Viktor Emil Frankl (1905-1997) foi um médico psiquiatra austríaco, fundador da escola de psicanálise conhecida como Logoterapia, um método que aborda o existencial e o espiritual do ser humano nas análises. Entre 1942 a 1945, Frankl, recém casado com Tilly Grosser, sofre perseguição dos nazistas, tendo sido preso no gueto de Theresienstadt, e nos campos de concentração de Auschwitz, Kaufering e Türkheim. Sua esposa morreu com 24 anos no campo de Bergen-Belsen em 1944, fato que Frankl somente soube depois de sua libertação pelas tropas estadunidenses.
Escreveu um maravilhoso livro, que praticamente inicia a escola logoterápica, chamado "Em busca de sentido: um psicólogo no campo de concentração", onde relata os horrores e o faz uma análise existencial dos acontecimentos do local. Escolhi um dos mais belos trechos que li desta obra magnífica, onde ele relata que o amor pode salvar o ser humano mesmo nos momentos mais terríveis de sua vida.
Viktor E. Frankl na década de 90 |
Enquanto
avançamos aos tropeços, quilômetros a fio, vadeando pela neve ou resvalando no
gelo, constantemente nos apoiamos um no outro, erguendo-se e arrastando-nos
mutuamente. Nenhum de nós pronuncia uma palavra mais, mas sabemos neste momento
que cada um só pensa em sua mulher. Vez por outra olho para o céu onde vão
empalidecendo as estrelas, ou para aquela região do horizonte em que assoma a
alvorada por detrás de um lúgubre grupo de nuvens.

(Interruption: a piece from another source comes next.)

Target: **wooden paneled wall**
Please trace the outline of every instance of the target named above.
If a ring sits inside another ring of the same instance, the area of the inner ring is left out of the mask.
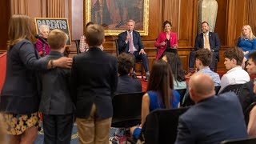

Mas agora meu espírito está
tomado daquela figura à qual ele se agarra com uma fantasia incrivelmente viva,
que eu jamais conhecera antes na vida normal. Converso com minha esposa. Ouço-a
responder, vejo-a sorrindo, vejo seu olhar como que a exigir e a animar ao
mesmo tempo e – tanto faz se é real ou não a sua presença – seu olhar agora
brilha com mais intensidade que o sol que está nascendo. Um pensamento me
sacode. É a primeira vez na vida que experimento a verdade daquilo que tantos pensadores
ressaltaram como a quintessência da sabedoria, por tantos poetas cantada: a
verdade de que o amor é, de certa forma, o bem último e supremo que pode ser
alcançado pela existência humana. Compreendo agora o sentido das coisas últimas
e extremas que podem ser expressas em pensamento, poesia – e em fé humana: a
redenção pelo amor e no amor! Passo a compreender que a pessoa, mesmo que nada
mais lhe reste neste mundo, pode tornar-se bem-aventurada – ainda que somente
por alguns momentos – entregando-se interiormente à imagem da pessoa amada. Na
pior situação exterior que se possa imaginar, numa situação em que a pessoa não
pode realizar-se através de alguma conquista, numa situação em que sua
conquista pode consistir unicamente num sofrimento reto, num sofrimento de
cabeça erguida, nesta situação a pessoa pode realizar-se na contemplação
amorosa da imagem espiritual que ela porta dentro de si da pessoa amada. Pela
primeira vez na vida entendo o que quer dizer: Os anjos são bem-aventurados na
perpétua contemplação, em amor, de uma glória infinita...
À minha
frente um companheiro cai por terra, e os que vão atrás dele também caem. Num
instante, o guarda está lá e usa seu chicote sobre eles. Por alguns segundos
interrompe minha vida contemplativa. Mas num abrir e fechar de olhos eleva-se
novamente minha alma, salva-se mais uma vez do aquém, da existência
prisioneira, para um além que retoma mais uma vez o diálogo com o ente querido:
Eu pergunto – ela responde; ela pergunta – eu respondo.
“Alto!”
Chegamos ao local da obra. “Cada qual busque sua ferramenta! Cada um pegue uma
picareta e uma pá!” E todos se precipitam para dentro do galpão completamente
às escuras para arrebanhar uma pá jeitosa ou uma picareta mais firme. “Como é,
não vão se apressar, seus cachorros imundos?” Dali a pouco estamos no valo,
cada um em seu lugar da véspera. A picareta estilhaça o chão congelado,
soltando até fagulhas. Nem mesmo os cérebros ainda degelaram, os companheiros
continuam calados. Meu espírito ainda se apega à imagem da pessoa amada.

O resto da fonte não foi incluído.